Fashion stylist Allison Berlin knows the power of a compliment. As a stylist for TLC's hit makeover show What Not to Wear, Berlin helps dress snarky hosts Stacy London and Clinton Kelly ("Even the stylists need a stylist some days," she jokes) and runs a booming national personal shopping business called Style Made Simple. Berlin, who also consults for the Today show, says that her busy clients complain they simply don't have the time (or the patience) to go shopping. But the most frequent complaint she hears? That her clients are stuck in a fashion rut.

"It's a confidence issue," she explains. "They're not really sure what works, so they err on the side of comfortable or boring. They're just going for extra safe and buying things they already have. It's hard for all of us to buy outside of a comfort zone."

Berlin's first order of business with a new client is a lifestyle questionnaire that focuses on what styles they admire, what they're trying to achieve, and what look best fits their lifestyle. Then it's off to her (or his; Berlin has male clients as well) closet to do a comprehensive "edit." After she gauges where her clients are on the fashion spectrum, she either goes shopping with them or—if they're too busy for a shopping excursion—she shops for them on her own.

Often it's the willingness of a personal shopper to go above and beyond that keeps clients coming back. A friend introduced Ingrid Foland to Salli Ward a year and a half ago, and the duo hit it off immediately. The Baltimore County resident drives, but because of an illness, has trouble getting around a mall or department store. Ward saves Foland the trouble of a shopping trip by putting aside some items that she thinks she'd like. Instead of heading out for an uncomfortable trip to the mall, Foland can make the quick drive to Ward's home to try things on at her leisure.
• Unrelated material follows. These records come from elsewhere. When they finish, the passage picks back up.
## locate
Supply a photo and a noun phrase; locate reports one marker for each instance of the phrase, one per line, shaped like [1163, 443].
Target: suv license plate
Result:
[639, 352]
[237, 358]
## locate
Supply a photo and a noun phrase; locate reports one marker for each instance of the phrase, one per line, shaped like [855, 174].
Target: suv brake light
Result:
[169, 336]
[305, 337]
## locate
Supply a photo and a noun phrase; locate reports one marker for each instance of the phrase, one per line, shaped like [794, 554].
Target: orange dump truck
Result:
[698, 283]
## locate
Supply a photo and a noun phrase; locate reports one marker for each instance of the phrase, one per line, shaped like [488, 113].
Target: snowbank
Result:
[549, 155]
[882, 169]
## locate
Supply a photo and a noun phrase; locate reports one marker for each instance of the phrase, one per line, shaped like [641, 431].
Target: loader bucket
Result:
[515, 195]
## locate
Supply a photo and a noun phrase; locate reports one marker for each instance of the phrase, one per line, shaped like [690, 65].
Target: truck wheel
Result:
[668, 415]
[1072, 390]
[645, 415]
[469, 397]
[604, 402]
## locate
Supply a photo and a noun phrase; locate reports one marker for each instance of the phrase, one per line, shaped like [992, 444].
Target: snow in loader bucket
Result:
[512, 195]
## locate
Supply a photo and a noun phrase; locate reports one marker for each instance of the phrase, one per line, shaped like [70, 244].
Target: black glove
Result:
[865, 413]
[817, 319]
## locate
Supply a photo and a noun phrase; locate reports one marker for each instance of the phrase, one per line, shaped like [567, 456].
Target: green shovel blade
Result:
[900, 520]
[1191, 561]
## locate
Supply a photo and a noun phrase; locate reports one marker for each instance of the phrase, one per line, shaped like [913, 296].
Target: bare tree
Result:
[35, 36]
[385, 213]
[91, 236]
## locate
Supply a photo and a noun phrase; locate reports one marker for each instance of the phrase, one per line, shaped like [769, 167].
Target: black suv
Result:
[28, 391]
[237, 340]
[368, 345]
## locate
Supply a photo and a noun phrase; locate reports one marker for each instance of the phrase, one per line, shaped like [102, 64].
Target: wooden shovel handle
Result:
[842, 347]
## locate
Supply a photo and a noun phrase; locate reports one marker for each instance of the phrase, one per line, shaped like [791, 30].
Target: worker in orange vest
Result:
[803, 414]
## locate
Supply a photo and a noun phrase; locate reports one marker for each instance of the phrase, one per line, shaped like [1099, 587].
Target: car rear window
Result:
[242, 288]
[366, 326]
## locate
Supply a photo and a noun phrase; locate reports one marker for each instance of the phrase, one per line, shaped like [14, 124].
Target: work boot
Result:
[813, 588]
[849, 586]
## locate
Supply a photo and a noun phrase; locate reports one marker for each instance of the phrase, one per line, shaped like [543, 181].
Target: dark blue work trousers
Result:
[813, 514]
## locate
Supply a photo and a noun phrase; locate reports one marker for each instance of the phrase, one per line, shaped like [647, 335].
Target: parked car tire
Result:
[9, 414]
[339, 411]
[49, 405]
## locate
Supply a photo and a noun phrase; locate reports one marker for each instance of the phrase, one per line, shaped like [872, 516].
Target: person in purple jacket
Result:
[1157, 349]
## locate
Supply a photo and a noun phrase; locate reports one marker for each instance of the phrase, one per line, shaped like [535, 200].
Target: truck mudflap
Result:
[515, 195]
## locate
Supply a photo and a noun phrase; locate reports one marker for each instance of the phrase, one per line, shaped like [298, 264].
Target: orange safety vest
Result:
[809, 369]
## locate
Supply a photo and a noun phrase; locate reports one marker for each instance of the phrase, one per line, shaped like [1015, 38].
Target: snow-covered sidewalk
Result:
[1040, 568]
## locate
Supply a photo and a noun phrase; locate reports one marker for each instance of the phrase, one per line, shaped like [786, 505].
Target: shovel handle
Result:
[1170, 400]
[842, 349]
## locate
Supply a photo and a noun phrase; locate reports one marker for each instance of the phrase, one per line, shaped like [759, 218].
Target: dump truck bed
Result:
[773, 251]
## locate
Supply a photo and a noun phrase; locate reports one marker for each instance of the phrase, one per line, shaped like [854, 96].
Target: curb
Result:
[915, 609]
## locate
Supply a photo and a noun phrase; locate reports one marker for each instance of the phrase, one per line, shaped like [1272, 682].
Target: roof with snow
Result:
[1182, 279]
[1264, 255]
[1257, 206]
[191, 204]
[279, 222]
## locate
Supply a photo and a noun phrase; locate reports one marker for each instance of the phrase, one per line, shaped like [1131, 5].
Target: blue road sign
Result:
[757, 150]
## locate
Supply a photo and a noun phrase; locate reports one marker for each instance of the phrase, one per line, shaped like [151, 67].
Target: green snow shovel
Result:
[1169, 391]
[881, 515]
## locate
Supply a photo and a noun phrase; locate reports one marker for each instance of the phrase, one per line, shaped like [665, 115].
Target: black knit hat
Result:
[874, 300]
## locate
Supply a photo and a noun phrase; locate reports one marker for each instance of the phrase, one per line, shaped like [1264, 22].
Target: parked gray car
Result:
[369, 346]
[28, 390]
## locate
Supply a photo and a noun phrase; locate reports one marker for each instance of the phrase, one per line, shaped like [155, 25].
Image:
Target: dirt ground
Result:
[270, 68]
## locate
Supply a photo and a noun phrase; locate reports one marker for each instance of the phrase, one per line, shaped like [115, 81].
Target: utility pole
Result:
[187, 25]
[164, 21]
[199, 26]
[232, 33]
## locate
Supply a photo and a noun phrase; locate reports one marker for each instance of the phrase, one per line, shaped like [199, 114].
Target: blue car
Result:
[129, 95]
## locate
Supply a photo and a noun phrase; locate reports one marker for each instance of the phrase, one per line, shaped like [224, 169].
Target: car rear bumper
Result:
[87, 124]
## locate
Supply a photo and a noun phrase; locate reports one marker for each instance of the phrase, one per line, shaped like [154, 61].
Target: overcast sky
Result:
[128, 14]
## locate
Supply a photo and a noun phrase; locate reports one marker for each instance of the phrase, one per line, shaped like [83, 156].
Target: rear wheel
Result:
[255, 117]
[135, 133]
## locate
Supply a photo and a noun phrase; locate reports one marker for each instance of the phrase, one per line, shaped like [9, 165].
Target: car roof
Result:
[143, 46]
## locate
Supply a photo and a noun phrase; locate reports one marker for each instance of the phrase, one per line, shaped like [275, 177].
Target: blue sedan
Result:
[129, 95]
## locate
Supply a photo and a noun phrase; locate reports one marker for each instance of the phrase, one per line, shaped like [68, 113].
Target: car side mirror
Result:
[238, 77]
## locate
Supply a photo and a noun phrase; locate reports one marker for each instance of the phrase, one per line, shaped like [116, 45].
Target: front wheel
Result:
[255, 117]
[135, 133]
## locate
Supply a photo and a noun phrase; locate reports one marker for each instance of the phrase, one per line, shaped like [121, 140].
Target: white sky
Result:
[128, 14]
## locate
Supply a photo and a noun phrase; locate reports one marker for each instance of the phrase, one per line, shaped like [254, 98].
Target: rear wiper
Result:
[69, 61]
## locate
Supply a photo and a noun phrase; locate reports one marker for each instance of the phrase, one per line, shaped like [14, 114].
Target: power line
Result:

"I'm very happy that I found her," Foland gushes. "I'm not totally mobile. To have a personal shopper like Salli, it's just the best that you can have."

Ward also has a blind client to whom she describes colors and styles. And while television shows like What Not to Wear tend to favor the tough-love approach, Ward never puts anyone down for fashion blunders and ill-advised scrunchies.

"I will be honest, but I'm not the fashion police," she says. "That's not my role. My role is to make women look gorgeous."

As for Cox? Since joining forces with Ward four years ago, she's feeling good about herself, basking in compliments from her fashionable teenage daughter and inspiring, no doubt, the envy of jacket-loving women throughout Baltimore. Some, perhaps, even in church.